3. Rejeitadas as demais preliminares. 3.1. Nulidade da extração de dados dos aparelhos celulares. As informações extraídas dos aparelhos celulares, mediante autorização judicial, decorreram de perícia técnica realizada por órgão especializado, e não por simples “espelhamento” do aparelho como defendem os recorrentes. 3.2. Cerceamento de defesa pela decretação de suspeição de testemunhas. Nos termos do art. 371 do CPC, cabe ao Juiz avaliar todos os elementos de convicção coligidos aos autos e atribuir a eles maior ou menor eficácia probatória, explicitando os motivos que o levaram à conclusão adotada. Nada obsta que, diante do acervo probatório produzido, o julgador, na valoração da prova realizada na sentença, considere, de ofício, a suspeição da testemunha, desde que o faça motivadamente. 3.3. Negativa de prestação jurisdicional. A sentença avaliou e cotejou todo o conjunto probatório de acordo com o valor probatório atribuído a cada elemento, consignando suas conclusões de forma fundamentada. 3.4. Ausência de individualização das condutas de cada demandado. As condutas individualizadas constaram adequadamente descritas na peça inicial e na sentença, não havendo vícios a macularem o processo. As preliminares aduzidas envolvem, em realidade, a avaliação da prova e da conduta pessoal de cada agente, questões a serem resolvidas no exame de mérito da demanda.

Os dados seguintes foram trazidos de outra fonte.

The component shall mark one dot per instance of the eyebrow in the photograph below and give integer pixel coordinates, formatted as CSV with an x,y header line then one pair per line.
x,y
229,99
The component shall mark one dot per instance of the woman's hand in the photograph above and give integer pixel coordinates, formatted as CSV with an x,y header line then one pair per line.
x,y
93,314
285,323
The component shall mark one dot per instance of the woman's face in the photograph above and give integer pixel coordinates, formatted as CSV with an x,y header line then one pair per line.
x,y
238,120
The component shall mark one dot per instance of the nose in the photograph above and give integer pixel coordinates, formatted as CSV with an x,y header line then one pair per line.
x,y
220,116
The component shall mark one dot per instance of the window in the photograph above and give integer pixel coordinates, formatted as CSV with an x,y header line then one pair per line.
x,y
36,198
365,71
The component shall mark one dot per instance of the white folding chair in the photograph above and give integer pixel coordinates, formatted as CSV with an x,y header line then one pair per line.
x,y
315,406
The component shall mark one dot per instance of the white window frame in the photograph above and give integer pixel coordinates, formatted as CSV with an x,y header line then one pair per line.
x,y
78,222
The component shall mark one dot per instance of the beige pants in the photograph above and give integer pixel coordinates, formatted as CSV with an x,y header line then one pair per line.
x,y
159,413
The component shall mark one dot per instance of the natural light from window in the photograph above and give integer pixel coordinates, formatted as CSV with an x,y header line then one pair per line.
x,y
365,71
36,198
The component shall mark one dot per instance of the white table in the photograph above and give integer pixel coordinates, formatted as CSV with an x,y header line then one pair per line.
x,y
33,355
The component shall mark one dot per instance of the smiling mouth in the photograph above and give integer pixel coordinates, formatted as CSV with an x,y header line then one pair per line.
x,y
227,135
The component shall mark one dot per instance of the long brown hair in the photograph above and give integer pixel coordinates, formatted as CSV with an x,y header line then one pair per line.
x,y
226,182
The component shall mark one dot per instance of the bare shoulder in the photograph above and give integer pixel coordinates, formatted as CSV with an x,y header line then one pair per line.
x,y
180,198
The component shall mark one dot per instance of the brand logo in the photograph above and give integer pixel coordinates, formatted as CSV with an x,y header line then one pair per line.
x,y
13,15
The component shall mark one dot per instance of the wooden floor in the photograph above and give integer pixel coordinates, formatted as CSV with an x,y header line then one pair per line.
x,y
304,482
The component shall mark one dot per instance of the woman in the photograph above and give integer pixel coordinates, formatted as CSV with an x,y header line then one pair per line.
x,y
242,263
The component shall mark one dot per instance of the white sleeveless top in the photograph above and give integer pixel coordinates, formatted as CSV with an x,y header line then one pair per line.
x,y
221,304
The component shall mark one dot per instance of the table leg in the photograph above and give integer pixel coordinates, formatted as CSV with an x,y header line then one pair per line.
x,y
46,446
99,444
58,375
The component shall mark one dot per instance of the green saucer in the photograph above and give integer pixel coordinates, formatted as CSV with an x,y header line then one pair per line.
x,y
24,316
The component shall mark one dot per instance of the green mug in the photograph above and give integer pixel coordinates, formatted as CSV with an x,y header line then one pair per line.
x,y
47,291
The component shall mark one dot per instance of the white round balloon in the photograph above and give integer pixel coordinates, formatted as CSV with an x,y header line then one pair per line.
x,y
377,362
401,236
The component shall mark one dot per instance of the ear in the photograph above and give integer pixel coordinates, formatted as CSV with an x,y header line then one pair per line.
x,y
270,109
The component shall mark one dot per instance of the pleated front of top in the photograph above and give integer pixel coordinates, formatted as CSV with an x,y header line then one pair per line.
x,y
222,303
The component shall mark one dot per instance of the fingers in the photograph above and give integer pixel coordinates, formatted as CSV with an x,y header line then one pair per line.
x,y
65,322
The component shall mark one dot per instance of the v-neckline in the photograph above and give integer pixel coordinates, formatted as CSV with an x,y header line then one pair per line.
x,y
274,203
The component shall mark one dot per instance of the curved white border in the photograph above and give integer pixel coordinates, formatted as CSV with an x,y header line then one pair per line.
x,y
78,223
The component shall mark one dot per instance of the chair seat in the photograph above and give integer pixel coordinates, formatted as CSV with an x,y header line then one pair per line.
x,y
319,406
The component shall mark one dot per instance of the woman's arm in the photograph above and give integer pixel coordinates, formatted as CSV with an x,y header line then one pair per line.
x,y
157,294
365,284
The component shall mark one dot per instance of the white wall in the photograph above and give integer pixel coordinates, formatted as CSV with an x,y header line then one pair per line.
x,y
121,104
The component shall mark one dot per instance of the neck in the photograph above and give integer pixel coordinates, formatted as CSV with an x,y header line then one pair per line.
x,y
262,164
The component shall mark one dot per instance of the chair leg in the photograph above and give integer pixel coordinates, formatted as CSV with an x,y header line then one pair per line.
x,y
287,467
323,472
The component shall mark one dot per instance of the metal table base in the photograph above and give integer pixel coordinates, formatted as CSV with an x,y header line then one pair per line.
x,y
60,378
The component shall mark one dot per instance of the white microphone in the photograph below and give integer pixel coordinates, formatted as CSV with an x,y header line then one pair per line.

4. Caderno probatório exaustiva e criteriosamente analisado. Comprovada a prática generalizada de captação ilícita de sufrágio, por meio de fornecimento de apoio material para transporte, cestas básicas e outras benesses a diversos eleitores do município. Utilizada a posição de presidente do Conselho Municipal de Assistência Social para a distribuição indiscriminada de cestas básicas com finalidade eleitoral, com o conhecimento e em benefício do candidato a vereador e a vice–prefeito, todos bem cientes do caráter ilícito do esquema arquitetado. No contexto dos autos, as interceptações telefônicas são, intrinsecamente, prova robusta e vigorosa de abusos de poder político e econômico, pois se observa os demandados trocando ideias livremente sobre um sistemático e amplo processo de desvio das cestas básicas da Assistência Social com objetivos eleitorais. Ação planejada e reiterada, que atingiu um razoável número de eleitores, valendo–se das posições públicas exercidas para influenciar a aplicação de recursos da Assistência Social com viés eleitoral, tendo os seus autores plena ciência do caráter ilícito dos fatos. Trata–se de flagrante entrelaçamento do abuso de poder econômico, marcado pela utilização de recursos patrimoniais públicos, sob poder ou gestão dos candidatos, para proveito eleitoral (TSE – REspe: 191868/TO, Relator: Min. Gilson Lagaro Dipp, DJE de 22.08.2011), com o abuso de poder político, em que os candidatos usam indevidamente o cargo ou função pública com a finalidade de influenciar o pleito de modo ilícito, por meio do aparato público (TSE – RO: 288787/RO, Relator: Min. Gilmar Ferreira Mendes, DJE de 13.02.2017). Efeito multiplicador da distribuição de tais benesses, que alcançam toda a família dos eleitores carentes e pessoas próximas, gerando relevante repercussão e benefício eleitoral ao mandatário candidato à reeleição, com gravidade para comprometer a legitimidade do pleito. Sob a perspectiva da gravidade da conduta, a distribuição de benefícios assistenciais à margem do procedimento e da finalidade legais, no período eleitoral, em valores consideravelmente superiores aos manejados em meses anteriores, a partir de programa social de grande e inequívoca repercussão, em atos praticados no seio da máquina estatal, configura fato grave que compromete o equilíbrio e a normalidade da escolha popular, a ensejar a aplicação das sanções insculpidas no art. 22, inc. XIV, da LC n. 64/90.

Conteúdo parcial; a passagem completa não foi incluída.